Ночью Иван долго шептался с женой.
— Ничего, Нася, не боись. Вот разгонят окончательно эти колхозы — вернёмся, я дом отцовский у Кольки выкуплю. Оконные блоки сам выстругаю, поставлю. Плах на пол с Фомкой напилим. Я видал, как это делают, сумеем, справимся. Я всё выстругаю, отшлифую, будешь по полу, как по мягкой траве, ходить. И заживём мы с тобой не хуже твоего отца, вот увидишь. Я, сама знаешь, какой ловкий.

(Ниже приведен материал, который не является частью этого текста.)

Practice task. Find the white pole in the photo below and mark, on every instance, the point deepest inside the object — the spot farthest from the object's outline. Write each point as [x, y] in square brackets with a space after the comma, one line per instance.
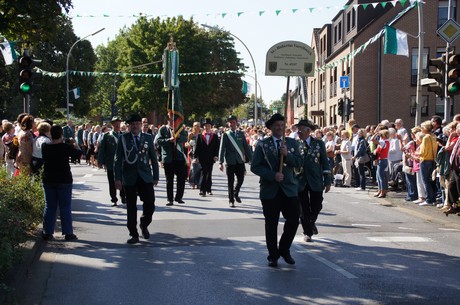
[67, 69]
[418, 106]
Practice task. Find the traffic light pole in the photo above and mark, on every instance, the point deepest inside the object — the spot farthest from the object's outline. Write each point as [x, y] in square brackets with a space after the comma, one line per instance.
[26, 103]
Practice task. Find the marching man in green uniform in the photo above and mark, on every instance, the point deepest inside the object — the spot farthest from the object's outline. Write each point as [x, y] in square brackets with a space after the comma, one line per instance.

Утром, едва засветлело небо над рощей, быстро собрали манатки в узлы, что можно, погрузили на тележку, остальное перекинули через плечо, по два узла каждому. Нася взяла в руки большую корзину с курами, Иван покатил тележку, Василиса погнала перед собой корову да трёх овечек, и побрели они этим табором искать счастья прочь из Садка, прочь из колхоза «Верный путь».

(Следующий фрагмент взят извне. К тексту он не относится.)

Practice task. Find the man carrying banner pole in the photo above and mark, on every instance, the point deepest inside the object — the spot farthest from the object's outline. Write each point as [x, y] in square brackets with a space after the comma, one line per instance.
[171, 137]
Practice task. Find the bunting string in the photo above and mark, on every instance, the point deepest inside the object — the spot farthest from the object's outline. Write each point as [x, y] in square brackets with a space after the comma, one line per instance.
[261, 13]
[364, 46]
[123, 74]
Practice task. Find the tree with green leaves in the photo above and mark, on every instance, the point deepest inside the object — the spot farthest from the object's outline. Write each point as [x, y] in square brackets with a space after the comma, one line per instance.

И всё же Ване было жаль покидать Садок. Ведь как хорошо здесь всё начиналось. Какие были планы, мечты. Посулила советская власть хорошую жизнь трудовому крестьянину, да уж одним-то глазком и показала. Да скоро всё и отняла. Неверная, ох, неверная эта власть. Иван остановил свою тележку, дождался жену, снял с её плеч узлы и уложил их поверх своей поклажи. За недолгое время пути мешки с добром вроде как утряслись. Василисины два мешка теперь перевязали на четыре поменьше и повесили на свои плечи. Посидели, попили кваску из бутылки и пошли дальше.

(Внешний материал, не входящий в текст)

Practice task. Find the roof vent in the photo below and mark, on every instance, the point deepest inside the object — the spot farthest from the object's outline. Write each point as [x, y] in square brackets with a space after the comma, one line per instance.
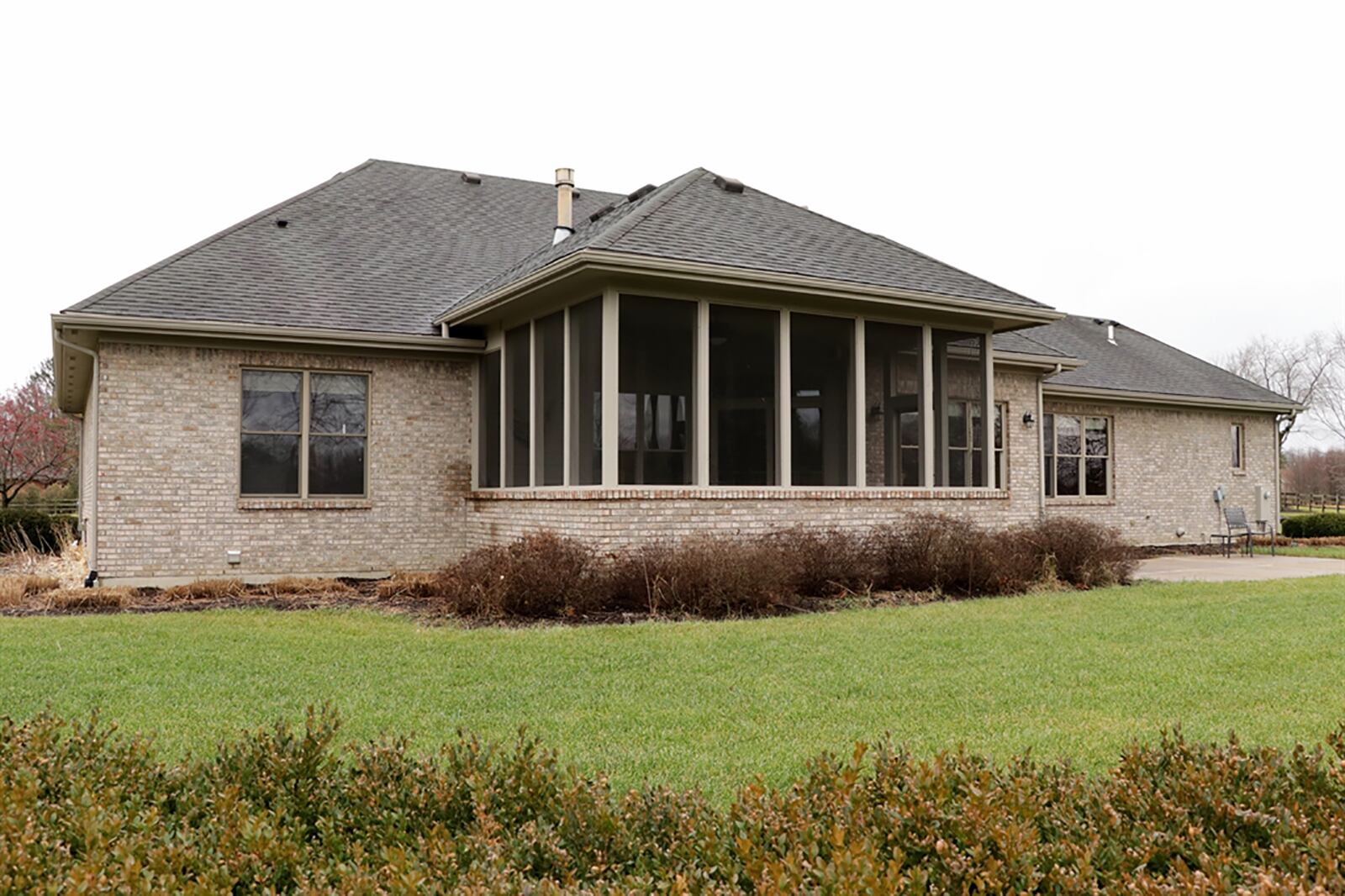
[602, 212]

Только в ложок спустились — Фомка, которому вчера пчёл продали, догоняет их на своей подводе.
— Здорово, Иван! Я в Старую Куеду, садитесь, коли по пути.
— Вот Бог-то тебя послал! — обрадовались путники. Побросали свои узлы в телегу, корову тоже к телеге привязали, Василису отправили с Фомкой, а Иван с тележкой да Нася с овцами побрели пёхом.
К обеду успели-таки к тётке Зинаиде. Там же, в Старой Куеде, продали овец и вечером были уже в Кармале.
Семён Васильевич гостям обрадовался, но, узнав, что зять со скандалом ушёл из колхоза, посуровел.
— Ох, с огнём, Иван, играешь. К ним ведь спиной не поворачивайся, быстро пулю затылком поймаешь. — Помнил Семён судьбу своего отца.
Василиса вступилась за сына:
— Да, небось недолгая эта власть. Ещё пошатаются, помозгуют да и отпустят людей на вольную жизнь, обратно НЭП заведут или ещё что.
— Ну, жди, жди. Они теперь распробовали, как из мужика жилы тянуть, ни за что не отступятся.
Иван не сдавался:
— Так ведь сам товарищ Сталин…
Удар увесистого кулака тестя по столу заставил его замолчать.
— Товарищ? Ты что, пил-гулял с ним, девок за амбаром щупал? Фомка Белкин тебе товарищ, а Сталин… — Семён Васильевич опасливо глянул за окно — не стоит ли кто, не слушает — и продолжил громко, внятно, со всем уважением, какое только смог вложить в голос: — Сталин нам всем — отец родной. Отца слушать надо, а не рассуждать. Сказал — в колхоз, значит, в колхоз.
Семён Васильевич не спеша встал из-за стола, выглянул в окошко, аккуратно затворил его, задёрнул ситцевую занавеску, сел обратно на лавку и продолжил разговор теперь уже совсем тихо, горестно качая головой.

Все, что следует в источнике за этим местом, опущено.